The story of a Roman Catholic bishop who resigned his bishopric to run in a presidential election was always going to be a fairly unique one.  Even more so when, having won the election, he was welcomed by the Vatican as a legitimate president and sent a present by the Pope.  Fernando Lugo is the man in question and his country of Paraguay the beneficiary of his decision.  His is an extraordinary story, related in detail in this important and gripping book which also paints a vivid picture of a reality shared by other Latin American countries.

Almost from its outset, Paraguay seemed to be a doomed nation.  Since gaining independence in 1811, its history has been dominated by long periods of political instability and devastating wars with its neighbours.
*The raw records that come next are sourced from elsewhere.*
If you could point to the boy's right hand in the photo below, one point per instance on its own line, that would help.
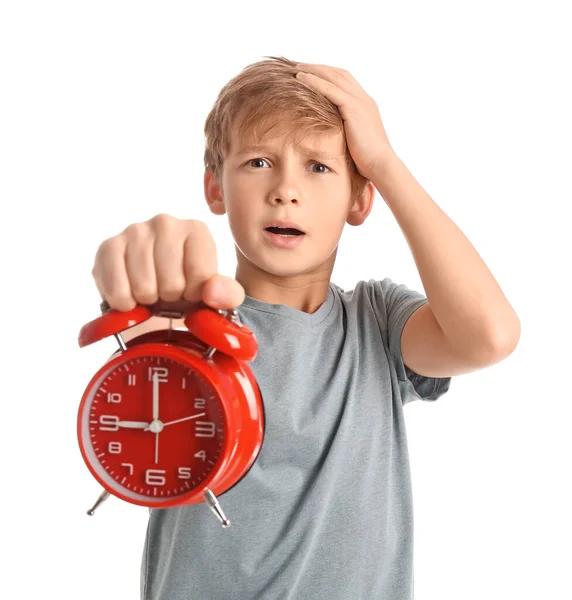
(165, 262)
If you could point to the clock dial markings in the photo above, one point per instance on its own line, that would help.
(128, 399)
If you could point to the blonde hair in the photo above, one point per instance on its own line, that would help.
(266, 93)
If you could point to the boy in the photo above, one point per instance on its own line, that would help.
(325, 512)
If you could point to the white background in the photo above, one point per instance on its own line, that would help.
(101, 125)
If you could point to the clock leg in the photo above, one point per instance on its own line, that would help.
(214, 505)
(104, 496)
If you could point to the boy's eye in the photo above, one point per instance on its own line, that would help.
(252, 160)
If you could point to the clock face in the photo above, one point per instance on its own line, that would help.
(153, 427)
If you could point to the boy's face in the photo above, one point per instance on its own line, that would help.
(309, 185)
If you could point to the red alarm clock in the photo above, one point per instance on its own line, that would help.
(173, 417)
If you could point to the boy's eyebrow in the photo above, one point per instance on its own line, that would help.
(304, 149)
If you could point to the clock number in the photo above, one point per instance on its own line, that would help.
(114, 448)
(129, 466)
(155, 477)
(184, 472)
(108, 423)
(162, 373)
(205, 429)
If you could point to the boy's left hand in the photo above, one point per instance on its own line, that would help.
(365, 135)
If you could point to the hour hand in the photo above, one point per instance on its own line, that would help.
(133, 424)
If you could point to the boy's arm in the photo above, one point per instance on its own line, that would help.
(468, 323)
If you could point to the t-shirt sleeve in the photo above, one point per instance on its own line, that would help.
(394, 304)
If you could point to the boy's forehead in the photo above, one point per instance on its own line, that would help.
(279, 134)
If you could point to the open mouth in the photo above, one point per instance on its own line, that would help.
(285, 232)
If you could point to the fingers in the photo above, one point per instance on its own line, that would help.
(164, 262)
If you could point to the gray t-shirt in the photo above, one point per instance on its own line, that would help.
(326, 510)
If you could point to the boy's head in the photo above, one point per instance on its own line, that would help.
(266, 106)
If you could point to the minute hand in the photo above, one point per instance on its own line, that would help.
(184, 419)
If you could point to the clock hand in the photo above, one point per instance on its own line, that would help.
(184, 419)
(156, 412)
(133, 424)
(155, 396)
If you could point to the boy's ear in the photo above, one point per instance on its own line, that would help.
(362, 205)
(213, 193)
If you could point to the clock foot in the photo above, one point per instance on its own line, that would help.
(214, 505)
(104, 496)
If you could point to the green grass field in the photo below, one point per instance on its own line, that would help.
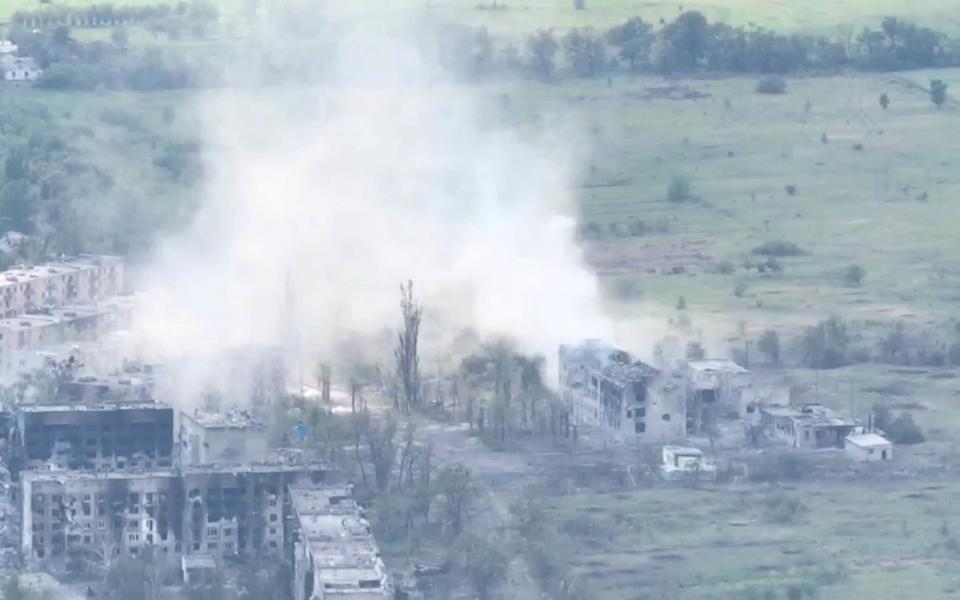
(874, 188)
(874, 194)
(821, 16)
(856, 539)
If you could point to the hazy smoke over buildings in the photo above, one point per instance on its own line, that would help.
(321, 200)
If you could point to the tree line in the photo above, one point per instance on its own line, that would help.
(107, 14)
(691, 44)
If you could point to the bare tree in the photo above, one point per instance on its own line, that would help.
(408, 361)
(407, 456)
(323, 379)
(456, 489)
(383, 450)
(501, 355)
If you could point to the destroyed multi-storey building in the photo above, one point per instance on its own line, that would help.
(716, 387)
(28, 341)
(208, 437)
(86, 278)
(212, 510)
(102, 436)
(808, 426)
(334, 552)
(623, 399)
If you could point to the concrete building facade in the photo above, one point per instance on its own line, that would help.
(810, 426)
(84, 279)
(210, 437)
(334, 554)
(623, 399)
(868, 447)
(94, 437)
(217, 512)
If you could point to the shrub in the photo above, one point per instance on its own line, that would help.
(772, 85)
(695, 351)
(825, 345)
(854, 274)
(637, 228)
(778, 248)
(903, 430)
(771, 265)
(680, 189)
(627, 288)
(725, 267)
(591, 231)
(769, 344)
(783, 509)
(938, 92)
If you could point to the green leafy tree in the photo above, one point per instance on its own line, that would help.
(456, 489)
(483, 562)
(854, 275)
(632, 40)
(542, 47)
(769, 345)
(824, 345)
(17, 206)
(685, 41)
(584, 51)
(938, 92)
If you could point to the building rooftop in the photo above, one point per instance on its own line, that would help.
(134, 473)
(341, 545)
(23, 274)
(869, 440)
(93, 407)
(811, 414)
(233, 419)
(310, 501)
(716, 365)
(25, 322)
(684, 450)
(629, 371)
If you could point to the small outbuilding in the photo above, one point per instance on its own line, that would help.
(868, 447)
(682, 461)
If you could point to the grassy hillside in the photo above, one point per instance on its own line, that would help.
(810, 15)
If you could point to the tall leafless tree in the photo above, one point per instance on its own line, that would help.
(408, 361)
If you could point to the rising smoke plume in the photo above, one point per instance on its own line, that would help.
(321, 199)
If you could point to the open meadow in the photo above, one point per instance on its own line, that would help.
(823, 174)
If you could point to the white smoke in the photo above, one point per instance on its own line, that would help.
(389, 171)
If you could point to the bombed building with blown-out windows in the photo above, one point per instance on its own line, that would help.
(334, 554)
(93, 437)
(622, 399)
(213, 511)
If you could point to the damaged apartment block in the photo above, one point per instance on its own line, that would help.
(335, 555)
(716, 388)
(623, 399)
(196, 511)
(93, 437)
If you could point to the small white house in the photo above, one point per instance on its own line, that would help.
(868, 447)
(682, 461)
(20, 68)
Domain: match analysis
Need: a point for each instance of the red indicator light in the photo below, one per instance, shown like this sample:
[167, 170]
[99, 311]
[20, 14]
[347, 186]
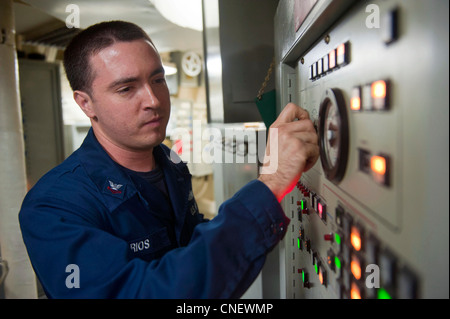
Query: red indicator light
[355, 267]
[355, 292]
[379, 90]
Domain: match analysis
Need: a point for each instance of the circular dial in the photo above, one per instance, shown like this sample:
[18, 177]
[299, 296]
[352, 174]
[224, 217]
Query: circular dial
[333, 135]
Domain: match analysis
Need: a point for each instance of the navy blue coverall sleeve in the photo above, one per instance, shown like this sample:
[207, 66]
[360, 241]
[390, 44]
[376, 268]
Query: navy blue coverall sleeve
[222, 259]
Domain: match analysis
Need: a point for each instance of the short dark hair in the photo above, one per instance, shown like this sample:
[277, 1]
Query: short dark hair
[91, 41]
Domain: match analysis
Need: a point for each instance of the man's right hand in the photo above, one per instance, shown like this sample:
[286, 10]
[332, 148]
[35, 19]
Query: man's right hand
[292, 149]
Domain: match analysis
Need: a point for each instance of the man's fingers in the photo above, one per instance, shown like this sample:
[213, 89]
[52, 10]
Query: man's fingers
[292, 112]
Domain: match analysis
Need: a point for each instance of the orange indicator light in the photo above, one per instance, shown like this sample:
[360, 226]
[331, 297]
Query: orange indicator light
[378, 165]
[355, 268]
[379, 90]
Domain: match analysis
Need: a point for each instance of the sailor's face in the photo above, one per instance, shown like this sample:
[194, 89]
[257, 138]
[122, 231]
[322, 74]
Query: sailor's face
[130, 98]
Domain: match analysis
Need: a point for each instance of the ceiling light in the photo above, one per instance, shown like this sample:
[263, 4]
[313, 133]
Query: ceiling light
[169, 69]
[185, 13]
In the mid-fifties it fell under the brutal 36-year dictatorship of Alfredo Stroessner, which, as the authors put it, ‘left Paraguay like a house stricken with dry rot.’  The richest 10% of the population had 40 times the income of the poorest 10%, while the richest 1% of landowners were sitting on 80% of the land.  The authors show clearly how this situation was maintained through a combination of trickery, corruption and terror, by a ruling party (the Colorados) which held power for 61 years.  The regime was recognised and supported by industrialised nations concerned with safeguarding the prosperity of their markets, especially for weapons.

This was the world in which Fernando Lugo grew up.  Born in 1951 in a country village to a railway worker and his schoolmistress wife, he both witnessed and experienced injustice from childhood.  He was 11 when his father, Guillermo, was arrested and subjected to ‘waterboarding’, a process the Paraguayan police had learnt from the USA and that was later formally taught in the School of the Americas established in the Panama Canal Zone.  It did serious damage to Guillermo’s kidneys and caused his death.  Fernando’s three brothers were also tortured by Stroessner’s police and the family pressured him to forget any ideas of going into politics.  Instead, in 1970 he entered the Paraguayan novitiate of the Divine Word Missionaries.

The authors trace, in some detail, Lugo’s religious formation and his gradual introduction to the then new liberation theology.  A crucial stage in this process was a year he spent in Ecuador just after his ordination during which he fell under the influence of Bishop Leonidas Proaño who, a year previously, had been arrested with 16 other bishops for ‘subversive activities’.  As Lugo said later, ‘I was proud that one of the bishops detained in Riobamba by the military was Paraguayan, Mgr Bogarín Argaña’, who for years worked among the peasants pushing for land reform.  However, when Lugo returned to his homeland, Stroessner made it known to the priest’s superiors that they should send him out of the country, so he was sent to the Gregorian University in Rome where he did a degree in spirituality and the Church’s social teaching. 

After returning to Paraguay, in 1994 he was appointed bishop of San Pedro del Ycuamandeyú, one of the poorest areas of the country.  Over the subsequent ten years, he became a champion of the rural poor and indigenous peoples, working through base Christian communities (comunidades eclesiales de base, whose numbers in the diocese he more than doubled), living in a small house indistinguishable from any other, using the Guaraní language and travelling around the diocese on a motorbike.  As might be expected, he emerged gradually as one of the few voices that could speak with authority on behalf of the poor, and a number of political groups sought him out and began looking to him as a possible leader of the opposition and presidential candidate.  Lugo resisted the call for a long time, but finally announced his candidature on Christmas Day 2006.  He was elected comfortably two years later, released from his vows but faced with the daunting problems of trying to ‘haul Paraguay out of the quagmires in which history landed it.’

The value of this well-researched book is that it provides the background necessary to understand the huge task that now faces Fernando Lugo.  And his story is not only of relevance to the situation in Paraguay: Lugo joins the company of Lula of Brazil, Chávez of Venezuela, Morales of Bolivia and Correa of Ecuador, all of whom are engaged in a struggle for social justice that could transform Latin America and give new hope and life to its people.  There may be disagreement over some of the methods employed or even the objectives sought, but many in Latin America will feel that is not for wealthy, industrialised nations to determine these: they may rather look to such nations to support their attempts to put right intolerable situations.  Hopefully this book will go some way towards increasing understanding of the huge task facing Latin Americans.